La plupart des analyses du partenariat russo-biélorusse, que l'on peut trouver dans le segment des médias russophones, se concentrent sur les relations économiques entre les deux pays : discussion sur la création de marchés communs du pétrole et de l'électricité, volumes des prêts russes, maintien des prix du gaz russe au niveau de l'année en cours, unification de la législation du travail et des principes de collecte des impôts indirects. Les libéraux, bien sûr, mettent en avant la "nature dictatoriale" du régime autoritaire de Loukachenko de toutes les manières possibles, et reprochent directement ou indirectement à Moscou son soutien.

Mais la plupart des commentateurs négligent le niveau et la signification sous-jacents des processus d'intégration des États alliés, ce qui est immédiatement remarqué par les publications occidentales dans leur analyse. Et ce n'est pas un hasard, car la géopolitique s'est formée dans le monde anglo-saxon (principalement aux États-Unis), et reste la principale discipline pour l'analyse des relations de politique étrangère.

En appliquant la doctrine géopolitique de Carl Schmitt, le processus de rapprochement entre la Russie et le Belarus que nous pouvons observer, bien qu'à très faible vitesse, est la création d'un "Grand espace" (Großraum) - une alliance volontaire d'un certain nombre de pays cherchant à affirmer collectivement leur souveraineté. L'"idée-puissance" (concept de G. Sorel) unit les États concernés en un seul bloc.  Dans le cas de la Russie et du Belarus, la question se pose de savoir quelle idéologie peut générer cette idée-puissance, ce qui peut lier les pays ensemble, alors qu'ils sont jusqu'ici divisés? Qu'est-ce qui, en dehors des intérêts économiques et des marchés communs, peut assurer l'unité civilisationnelle ? 

Le "pouvoir des idées" devrait se situer au-dessus du plan économique, car il ne s'agit pas d'une question de coopération situationnelle.  Le grand espace garantit une alliance durable des entités constitutives. En termes géopolitiques, la Russie et la Biélorussie visent cette alliance, en rétablissant la logique continentale en opposition à l'expansion de l'hégémonie des puissances atlantiques. Mais quelle idée-puissance se cachera derrière ce bloc géopolitique stratégique ? S'il n'y a pas de pouvoir des idées, tout peut s'écrouler, tout comme le Grand Espace de l'URSS s'est effondré lorsqu'il a perdu son "pouvoir des idées".

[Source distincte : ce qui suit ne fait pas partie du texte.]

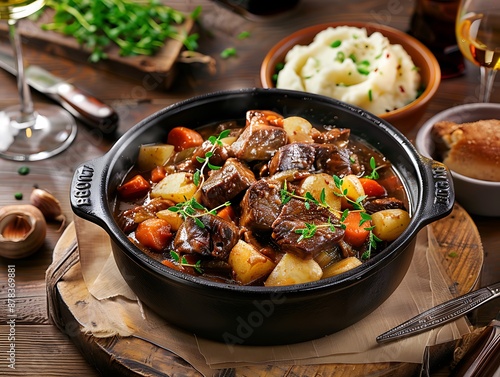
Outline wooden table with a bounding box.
[0,0,500,376]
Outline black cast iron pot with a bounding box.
[71,89,454,345]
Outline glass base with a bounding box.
[0,105,77,161]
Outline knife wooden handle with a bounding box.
[57,84,118,135]
[451,320,500,377]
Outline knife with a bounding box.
[0,51,118,135]
[376,282,500,343]
[452,313,500,377]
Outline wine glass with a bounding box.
[456,0,500,102]
[0,0,77,161]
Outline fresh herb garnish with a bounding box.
[42,0,201,62]
[168,197,231,229]
[366,156,382,179]
[193,130,231,187]
[330,39,342,48]
[170,250,203,274]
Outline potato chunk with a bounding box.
[342,174,365,201]
[299,173,341,210]
[372,209,410,241]
[137,144,174,171]
[228,240,275,285]
[151,172,199,203]
[264,253,323,287]
[283,117,314,143]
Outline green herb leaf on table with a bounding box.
[42,0,201,62]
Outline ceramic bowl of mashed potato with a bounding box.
[260,22,441,132]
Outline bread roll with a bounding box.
[431,119,500,182]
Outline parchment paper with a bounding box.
[65,217,469,376]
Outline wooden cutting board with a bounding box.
[47,204,483,377]
[0,9,194,89]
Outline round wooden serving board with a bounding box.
[47,205,483,377]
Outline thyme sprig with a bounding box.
[280,181,335,212]
[365,156,383,179]
[295,217,338,242]
[168,197,231,229]
[193,130,231,187]
[170,250,203,274]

Les Velikorosses et les Biélorusses sont les branches d'un arbre dont la racine commune est l'ethnicité slave orientale. Il ne faut pas oublier que la troisième branche est constituée par les Ukrainiens ; l'idée même d'unir les Slaves orientaux dans un seul Grand Espace est déjà assez forte et approfondie. Mais nous pouvons constater que les Ukrainiens, du moins aujourd'hui, sortent de cette logique. Et tout n'est pas si simple avec les Biélorusses. Contrairement à Kiev, Minsk a une attitude positive à l'égard de Moscou, mais plus modérément que les Ukrainiens, les Biélorusses veulent toujours préserver, renforcer et défendre leur identité. Si nous l'oublions, nous versons de l'eau au moulin des nationalistes bélarussiens, qui sont depuis longtemps devenus les outils de l'Occident et qui agissent aujourd'hui au Bélarus, avec les libéraux droits-de-l'hommistes, comme la principale force torpillant l'État d'union. Par conséquent, l'alliance russo-biélorusse doit être construite en tenant compte des particularités de l'identité biélorusse. Ensuite, l'intégration se fera.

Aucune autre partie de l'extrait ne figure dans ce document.